Amir Suhail Wani
The question of salvation—who is saved, and by what path—has occupied the minds of theologians, mystics, and philosophers across religious traditions. Within popular religious discourse, Islam is often portrayed as exclusivist, asserting salvation only for those who formally identify as Muslims. Yet a deeper engagement with the Qur’an, Prophetic teachings, and the rich intellectual and mystical heritage of Islam reveals a far more expansive, subtle, and compassionate vision.
At its heart, Islam affirms the oneness of God (tawḥīd), but it does not confine God’s mercy to the sociological boundaries of a single religious community. Rather, salvation, in Islamic thought, is ultimately rooted in sincerity, moral responsibility, recognition of truth as one understands it, and Divine grace.
The Qur’an itself provides the foundation for this inclusive horizon. One of the most frequently cited verses in this regard declares: “Indeed, those who believe, those who are Jews, Christians, and Sabians—whoever believes in God and the Last Day and does righteousness—shall have their reward with their Lord; no fear shall come upon them, nor shall they grieve” (Qur’an 2:62; repeated with slight variation in 5:69).
These verses are striking not only for their explicit inclusion of non-Muslim religious communities but also for their emphasis on faith in God, ethical conduct, and accountability in the Hereafter rather than formal communal affiliation alone. The Qur’an further insists that God does not wrong anyone and that no soul is burdened beyond its capacity (2:286), suggesting that divine judgment takes into account one’s circumstances, access to truth, and inner intention.

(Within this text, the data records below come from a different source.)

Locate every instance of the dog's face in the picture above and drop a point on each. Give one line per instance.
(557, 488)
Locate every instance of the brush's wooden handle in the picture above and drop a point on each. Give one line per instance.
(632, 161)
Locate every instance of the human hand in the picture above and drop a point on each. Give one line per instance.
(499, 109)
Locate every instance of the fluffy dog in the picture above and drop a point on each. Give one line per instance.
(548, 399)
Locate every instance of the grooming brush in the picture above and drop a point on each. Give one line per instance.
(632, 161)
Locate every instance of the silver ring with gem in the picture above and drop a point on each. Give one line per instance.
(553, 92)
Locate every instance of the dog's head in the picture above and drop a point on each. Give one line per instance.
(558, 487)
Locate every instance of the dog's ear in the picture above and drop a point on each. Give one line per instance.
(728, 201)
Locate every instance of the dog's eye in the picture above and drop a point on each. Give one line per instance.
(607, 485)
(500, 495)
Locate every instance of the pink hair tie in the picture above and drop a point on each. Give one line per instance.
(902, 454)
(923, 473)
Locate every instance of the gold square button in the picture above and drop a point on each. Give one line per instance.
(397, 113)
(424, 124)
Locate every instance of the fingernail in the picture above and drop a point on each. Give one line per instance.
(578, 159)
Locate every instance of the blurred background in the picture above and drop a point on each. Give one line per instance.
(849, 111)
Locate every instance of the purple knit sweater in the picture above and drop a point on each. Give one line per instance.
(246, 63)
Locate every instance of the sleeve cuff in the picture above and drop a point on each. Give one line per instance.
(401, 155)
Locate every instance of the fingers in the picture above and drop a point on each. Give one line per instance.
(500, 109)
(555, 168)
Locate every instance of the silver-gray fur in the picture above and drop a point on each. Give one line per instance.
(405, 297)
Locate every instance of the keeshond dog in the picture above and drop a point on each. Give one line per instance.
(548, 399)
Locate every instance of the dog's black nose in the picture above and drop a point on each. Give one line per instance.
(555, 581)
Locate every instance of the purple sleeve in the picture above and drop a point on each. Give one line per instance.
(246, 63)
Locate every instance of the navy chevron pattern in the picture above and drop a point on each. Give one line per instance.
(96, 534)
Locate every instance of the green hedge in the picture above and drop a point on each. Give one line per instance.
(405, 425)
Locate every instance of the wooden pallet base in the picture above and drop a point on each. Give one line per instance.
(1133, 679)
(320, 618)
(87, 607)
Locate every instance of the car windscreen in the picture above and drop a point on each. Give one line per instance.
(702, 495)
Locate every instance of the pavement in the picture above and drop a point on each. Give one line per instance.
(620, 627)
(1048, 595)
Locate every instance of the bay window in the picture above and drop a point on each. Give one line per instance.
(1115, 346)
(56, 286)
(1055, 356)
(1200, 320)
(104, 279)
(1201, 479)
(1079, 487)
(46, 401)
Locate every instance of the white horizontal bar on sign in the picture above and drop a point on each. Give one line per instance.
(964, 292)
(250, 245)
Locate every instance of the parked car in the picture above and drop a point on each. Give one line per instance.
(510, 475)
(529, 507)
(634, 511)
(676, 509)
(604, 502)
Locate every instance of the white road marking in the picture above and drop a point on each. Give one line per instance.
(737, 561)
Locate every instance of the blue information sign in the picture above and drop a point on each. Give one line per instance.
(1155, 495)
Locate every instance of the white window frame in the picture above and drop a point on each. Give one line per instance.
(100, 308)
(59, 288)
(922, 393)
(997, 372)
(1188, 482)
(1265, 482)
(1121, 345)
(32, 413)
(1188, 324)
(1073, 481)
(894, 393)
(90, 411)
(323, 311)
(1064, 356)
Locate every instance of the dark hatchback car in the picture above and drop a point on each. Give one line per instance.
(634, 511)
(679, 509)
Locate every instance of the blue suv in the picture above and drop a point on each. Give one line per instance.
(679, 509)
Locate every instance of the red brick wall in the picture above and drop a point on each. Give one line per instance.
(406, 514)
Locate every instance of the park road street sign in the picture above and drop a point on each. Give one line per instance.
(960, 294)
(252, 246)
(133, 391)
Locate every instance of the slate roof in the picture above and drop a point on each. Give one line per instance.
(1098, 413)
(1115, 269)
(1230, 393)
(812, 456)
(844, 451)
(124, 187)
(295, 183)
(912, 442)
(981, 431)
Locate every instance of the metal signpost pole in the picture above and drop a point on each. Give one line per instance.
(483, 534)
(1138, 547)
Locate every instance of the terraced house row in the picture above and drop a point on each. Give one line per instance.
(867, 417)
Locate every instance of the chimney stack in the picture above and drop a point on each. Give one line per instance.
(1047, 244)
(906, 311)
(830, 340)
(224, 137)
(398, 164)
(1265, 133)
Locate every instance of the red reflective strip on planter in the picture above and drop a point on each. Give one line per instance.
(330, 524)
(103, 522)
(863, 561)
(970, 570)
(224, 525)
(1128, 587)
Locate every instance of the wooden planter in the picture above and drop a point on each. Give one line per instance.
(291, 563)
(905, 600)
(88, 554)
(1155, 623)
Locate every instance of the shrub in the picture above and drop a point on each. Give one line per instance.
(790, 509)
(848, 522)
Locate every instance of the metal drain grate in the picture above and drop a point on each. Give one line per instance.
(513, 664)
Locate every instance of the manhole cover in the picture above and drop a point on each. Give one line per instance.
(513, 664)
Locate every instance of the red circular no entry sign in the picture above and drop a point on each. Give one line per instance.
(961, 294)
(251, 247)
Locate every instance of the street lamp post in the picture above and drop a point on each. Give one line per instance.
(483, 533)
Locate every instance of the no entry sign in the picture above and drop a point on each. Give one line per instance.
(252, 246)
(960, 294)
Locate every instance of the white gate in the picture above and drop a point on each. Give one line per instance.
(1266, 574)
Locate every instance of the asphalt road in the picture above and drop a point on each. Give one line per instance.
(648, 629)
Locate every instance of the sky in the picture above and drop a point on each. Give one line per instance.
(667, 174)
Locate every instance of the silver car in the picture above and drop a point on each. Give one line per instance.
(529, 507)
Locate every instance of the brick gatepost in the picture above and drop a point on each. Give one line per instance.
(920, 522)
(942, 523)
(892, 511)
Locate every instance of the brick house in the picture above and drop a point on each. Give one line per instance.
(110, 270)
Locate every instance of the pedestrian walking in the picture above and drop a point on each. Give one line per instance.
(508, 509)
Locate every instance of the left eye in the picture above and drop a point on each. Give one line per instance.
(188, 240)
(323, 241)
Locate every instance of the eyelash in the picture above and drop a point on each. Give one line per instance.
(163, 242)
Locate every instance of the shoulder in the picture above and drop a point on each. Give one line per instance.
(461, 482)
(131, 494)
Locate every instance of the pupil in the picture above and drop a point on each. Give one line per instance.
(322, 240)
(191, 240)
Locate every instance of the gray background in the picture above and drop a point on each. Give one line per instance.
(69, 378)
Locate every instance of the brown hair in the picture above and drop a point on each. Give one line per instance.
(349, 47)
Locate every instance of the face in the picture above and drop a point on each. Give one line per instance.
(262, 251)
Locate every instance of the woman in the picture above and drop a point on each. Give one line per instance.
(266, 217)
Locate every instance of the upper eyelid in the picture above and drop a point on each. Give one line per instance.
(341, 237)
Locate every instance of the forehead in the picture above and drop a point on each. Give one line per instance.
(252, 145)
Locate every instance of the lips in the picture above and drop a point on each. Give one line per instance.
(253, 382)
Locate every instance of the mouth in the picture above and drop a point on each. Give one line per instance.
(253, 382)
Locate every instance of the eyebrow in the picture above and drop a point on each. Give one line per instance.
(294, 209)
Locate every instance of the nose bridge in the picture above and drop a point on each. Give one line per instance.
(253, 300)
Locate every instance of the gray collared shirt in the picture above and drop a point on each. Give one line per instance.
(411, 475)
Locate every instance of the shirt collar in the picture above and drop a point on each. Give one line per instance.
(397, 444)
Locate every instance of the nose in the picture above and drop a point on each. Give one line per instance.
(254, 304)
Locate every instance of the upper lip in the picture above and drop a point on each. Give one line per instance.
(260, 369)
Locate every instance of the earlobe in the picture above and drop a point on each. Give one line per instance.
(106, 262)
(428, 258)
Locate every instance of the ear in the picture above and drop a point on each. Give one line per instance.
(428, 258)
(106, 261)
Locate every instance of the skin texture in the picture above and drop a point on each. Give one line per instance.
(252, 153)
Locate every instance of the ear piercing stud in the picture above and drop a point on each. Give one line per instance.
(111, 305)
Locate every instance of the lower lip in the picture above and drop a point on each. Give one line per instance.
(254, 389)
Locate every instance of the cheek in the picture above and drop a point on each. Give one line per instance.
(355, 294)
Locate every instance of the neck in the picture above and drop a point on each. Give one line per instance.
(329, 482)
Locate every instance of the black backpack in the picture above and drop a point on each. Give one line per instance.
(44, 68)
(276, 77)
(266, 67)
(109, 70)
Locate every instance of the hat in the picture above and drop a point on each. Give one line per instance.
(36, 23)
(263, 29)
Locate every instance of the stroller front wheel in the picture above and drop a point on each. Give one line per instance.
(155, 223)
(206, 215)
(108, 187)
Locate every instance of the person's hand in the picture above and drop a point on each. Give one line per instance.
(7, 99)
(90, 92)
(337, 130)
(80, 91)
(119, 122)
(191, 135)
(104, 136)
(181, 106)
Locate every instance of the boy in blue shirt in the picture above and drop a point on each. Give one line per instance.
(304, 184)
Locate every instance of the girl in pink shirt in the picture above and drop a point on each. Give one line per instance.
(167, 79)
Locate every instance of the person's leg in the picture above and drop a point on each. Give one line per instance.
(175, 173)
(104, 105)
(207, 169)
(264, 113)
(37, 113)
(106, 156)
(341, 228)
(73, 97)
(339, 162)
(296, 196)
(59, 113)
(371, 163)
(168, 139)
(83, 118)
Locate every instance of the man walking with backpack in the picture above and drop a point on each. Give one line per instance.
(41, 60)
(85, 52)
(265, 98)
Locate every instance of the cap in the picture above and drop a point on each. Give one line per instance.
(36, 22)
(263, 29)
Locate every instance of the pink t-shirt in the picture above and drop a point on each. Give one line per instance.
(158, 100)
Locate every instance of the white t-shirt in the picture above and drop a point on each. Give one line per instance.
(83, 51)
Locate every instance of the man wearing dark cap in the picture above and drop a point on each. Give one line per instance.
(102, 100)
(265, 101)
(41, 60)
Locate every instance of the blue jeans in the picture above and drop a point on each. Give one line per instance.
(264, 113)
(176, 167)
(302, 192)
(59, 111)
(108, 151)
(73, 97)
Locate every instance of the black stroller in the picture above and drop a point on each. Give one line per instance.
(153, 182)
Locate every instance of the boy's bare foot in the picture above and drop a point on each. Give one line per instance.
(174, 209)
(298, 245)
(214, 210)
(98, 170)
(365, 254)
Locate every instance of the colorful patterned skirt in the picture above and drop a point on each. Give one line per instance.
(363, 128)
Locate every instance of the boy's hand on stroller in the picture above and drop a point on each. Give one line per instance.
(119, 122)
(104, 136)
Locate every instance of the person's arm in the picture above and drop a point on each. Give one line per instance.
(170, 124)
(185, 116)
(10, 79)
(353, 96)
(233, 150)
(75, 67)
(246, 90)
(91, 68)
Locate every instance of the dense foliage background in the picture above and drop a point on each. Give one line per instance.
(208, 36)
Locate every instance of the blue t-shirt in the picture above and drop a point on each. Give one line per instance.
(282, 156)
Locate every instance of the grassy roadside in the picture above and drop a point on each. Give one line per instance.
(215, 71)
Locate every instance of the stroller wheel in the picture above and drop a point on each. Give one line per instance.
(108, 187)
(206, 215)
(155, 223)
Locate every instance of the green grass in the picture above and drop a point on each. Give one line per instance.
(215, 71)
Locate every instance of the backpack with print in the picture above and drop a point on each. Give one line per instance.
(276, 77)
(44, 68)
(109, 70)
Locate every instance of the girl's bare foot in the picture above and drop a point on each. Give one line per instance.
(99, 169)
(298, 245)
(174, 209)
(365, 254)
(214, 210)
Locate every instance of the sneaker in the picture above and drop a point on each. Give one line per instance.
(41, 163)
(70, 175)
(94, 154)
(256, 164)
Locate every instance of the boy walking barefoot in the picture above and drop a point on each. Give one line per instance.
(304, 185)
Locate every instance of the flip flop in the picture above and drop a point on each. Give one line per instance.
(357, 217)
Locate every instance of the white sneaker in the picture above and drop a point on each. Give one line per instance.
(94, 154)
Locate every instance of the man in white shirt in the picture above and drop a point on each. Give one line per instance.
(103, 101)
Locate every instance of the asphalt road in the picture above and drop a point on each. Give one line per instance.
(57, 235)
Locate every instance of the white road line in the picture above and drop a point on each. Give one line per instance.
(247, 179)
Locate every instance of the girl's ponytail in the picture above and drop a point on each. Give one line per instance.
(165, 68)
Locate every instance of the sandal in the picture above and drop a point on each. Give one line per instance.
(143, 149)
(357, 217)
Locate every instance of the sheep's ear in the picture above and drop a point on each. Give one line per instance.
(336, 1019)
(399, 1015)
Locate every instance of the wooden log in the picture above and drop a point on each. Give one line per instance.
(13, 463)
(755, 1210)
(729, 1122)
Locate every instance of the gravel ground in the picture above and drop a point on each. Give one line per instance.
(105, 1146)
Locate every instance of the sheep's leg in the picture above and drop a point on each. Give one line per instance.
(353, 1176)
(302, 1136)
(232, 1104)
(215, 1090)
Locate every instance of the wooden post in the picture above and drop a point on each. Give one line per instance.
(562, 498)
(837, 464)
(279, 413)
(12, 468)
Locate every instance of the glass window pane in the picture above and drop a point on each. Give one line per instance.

A Muslim woman in Hyderabad
Equally significant is the Qur’anic affirmation of religious plurality as part of the Divine will. “For each of you, we have appointed a law and a way. Had God willed, He would have made you one community, but He intended to test you in what He has given you. So compete with one another in good works” (5:48). Here, diversity of religious paths is not depicted as a tragic deviation but as a providential reality meant to foster ethical excellence. Another verse reinforces this metaphysical generosity: “We have never punished a people until We sent a messenger to them” (17:15). Salvation and damnation, therefore, are not arbitrary; they are inseparable from knowledge, moral responsibility, and divine justice.
Prophetic traditions further complicate any simplistic exclusivism. The Prophet Muhammad is reported to have said that God’s mercy surpasses His wrath, and in a well-known hadith qudsi, God declares, “My mercy prevails over My anger.” The Prophet also spoke of people who never formally encountered revelation yet acted with moral integrity and compassion, implying that such virtues are not spiritually insignificant. Particularly relevant is the concept of ahl al-fatrah—those who lived in periods or places where authentic revelation did not reach them. Classical scholars widely held that such individuals would not be condemned simply for their lack of formal belief, a principle that opens the door to a more universal understanding of salvation.
Among the most influential voices articulating this vision is Abū Ḥāmid al-Ghazālī. In his Fayṣal al-Tafriqa, al-Ghazālī categorises non-Muslims into groups, distinguishing between those who knowingly reject the truth after recognising it and those who never truly encountered Islam or only encountered a distorted version of it. The latter, he argues, are excused and may attain salvation through God’s mercy. For al-Ghazālī, culpability depends on conscious rejection, not mere ignorance or inherited belief. This nuanced position preserves the truth-claims of Islam while refusing to condemn vast segments of humanity to eternal damnation.
Even more expansive is the metaphysical vision of Ibn ʿArabī, the great Andalusian mystic. Grounded in the doctrine of the unity of being (waḥdat al-wujūd), Ibn ʿArabī saw religious forms as diverse manifestations of a single Divine Reality. His famous verse—“My heart has become capable of every form: it is a pasture for gazelles and a monastery for monks”—captures his conviction that God discloses Himself through multiple symbolic languages.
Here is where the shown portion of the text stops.